New York State Education Commissioner Dr. John B. King, Jr....

New York State Education Commissioner Dr. John B. King, Jr. is shown during a press conference following a presentation of the Regents Common Core Work Group report to the Board of Regents in Albany on Feb. 10, 2014. Credit: Philip Kamrass

It's been an exciting month for "As the Common Core Turns," with new plot twists, old story lines and, of course, plenty of spluttering outrage.

The state Board of Regents approved a 19-point plan designed to turn down the heat coming from parents and educators toward the tougher school curriculum. That's a start.

But at least six of those fixes -- and by far the most sensible ones -- cannot be implemented without a lot of help from New York's legislature and governor, waivers from the federal government or cooperation from the other 44 states using Common Core.

So the Regents' attempt to bring rigor for both teachers and students might wind up pretty hollow.

The Regents' plan calls for spending $525 million over three years to better implement Common Core in schools across New York State. That makes sense, based on the state Education Department's admission that it flubbed the rollout.

The Regents want another $8 million to fund tests that would enable teachers and parents to learn more about where students need help. This initiative would really help educators and parents; it must happen, too.

But the very smartest changes the Regents approved when they met Feb. 10 in Albany -- advocating more appropriate testing for English language learners and students with disabilities -- will need the permission of the federal Department of Education, which is dead set against granting practically any exceptions.

One big change mistakenly supported by the Regents turned out to be dead on arrival anyway. It would have let teachers found ineffective two years in a row defend themselves at dismissal hearings by citing the dismal rollout of the Common Core. That idea was dropped after Gov. Andrew M. Cuomo denounced the idea as caving in to the teachers unions, and the unions themselves slammed it as not going far enough to weaken the process.

Cuomo told the Newsday editorial board on Wednesday that he is not backing down on evaluations of teachers. "It has to be done right, but it has to be done," he said.

Unfortunately, the changes the Regents did pass and can implement are the most dangerous and politically cowardly ones. These include delaying until 2022 when students will have to show real competence to pass Regents exams and graduate. They also postponed the requirement that students in the third through eighth grades who do poorly on English and math assessments be subject to academic intervention. These are changes that actually hurt educational reform by robbing it of its urgency and by inspiring complacency.

The stage for all this turmoil was the groundswell of parental anger after the new standards resulted in tougher tests and lower scores in 2013.

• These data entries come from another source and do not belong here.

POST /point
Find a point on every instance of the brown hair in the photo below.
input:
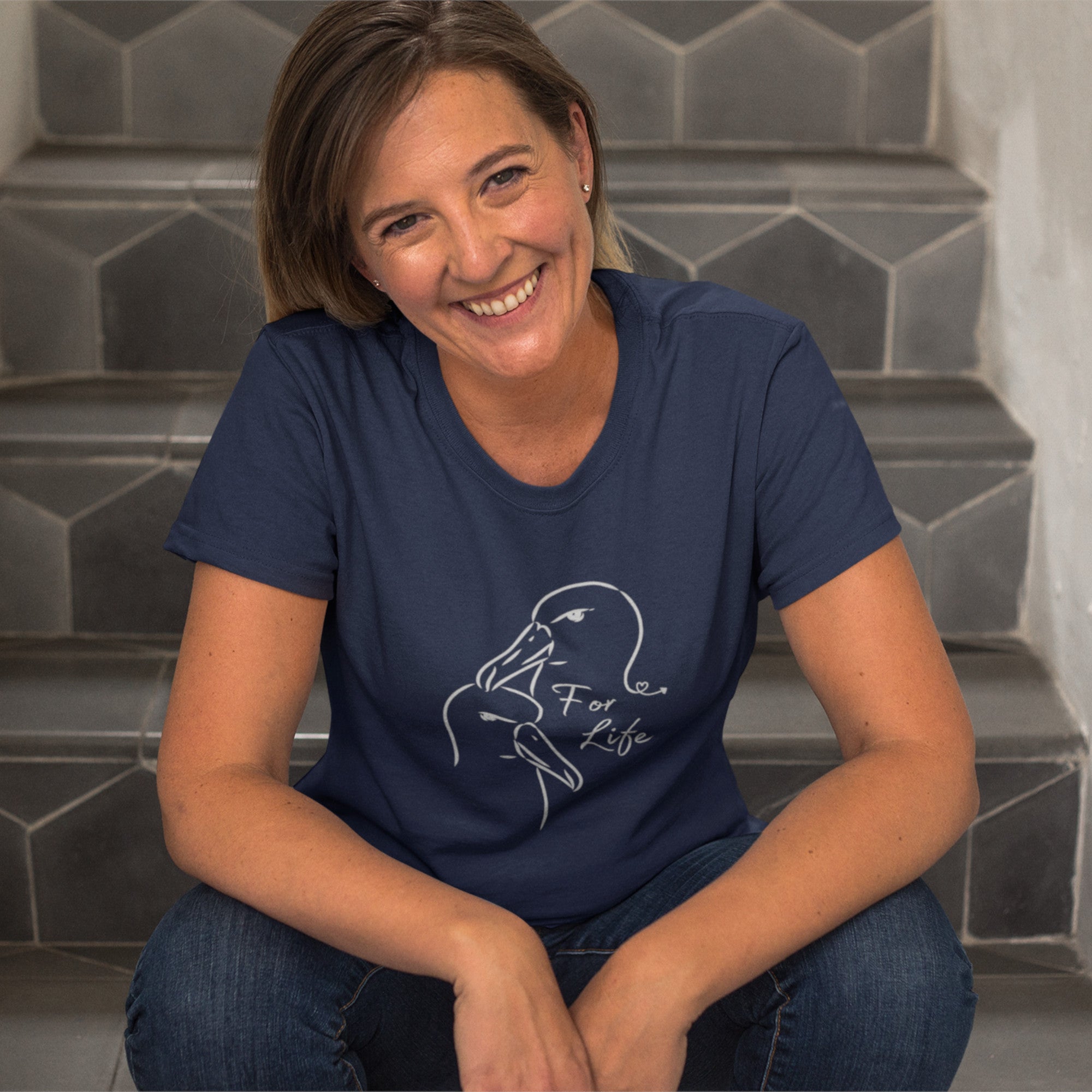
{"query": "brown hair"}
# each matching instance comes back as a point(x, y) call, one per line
point(351, 73)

Teachers unions, looking for a way to derail the evaluation system, added fuel to the Common Core bonfire. The result is that the teachers unions are using the uproar as cover in their demands for a moratorium on the evaluations. And scared members of the State Legislature are poised to agree. Common Core has already become an issue in this year's gubernatorial and legislative races. And it's turning the upcoming vote for the leaders of the New York State United Teachers union into an unusually bitter election.

Cuomo isn't too happy with the Regents' moves on Common Core or, really, the fact that his office doesn't control the state education system. He wants his say, and has created his own panel to address the shortcomings in the implementation of Common Core.

Meanwhile, students in the third through eighth grades begin testing in English and math in about 40 days, and no one's sure whether the trickle of parents who held their kids out of the tests last year will turn into a raging river.

Implementing Common Core standards is not easy; it has to evolve. Mistakes were and will be made. The issue, however, is whether the changes needed to improve the education of children can survive this soap opera's political drama.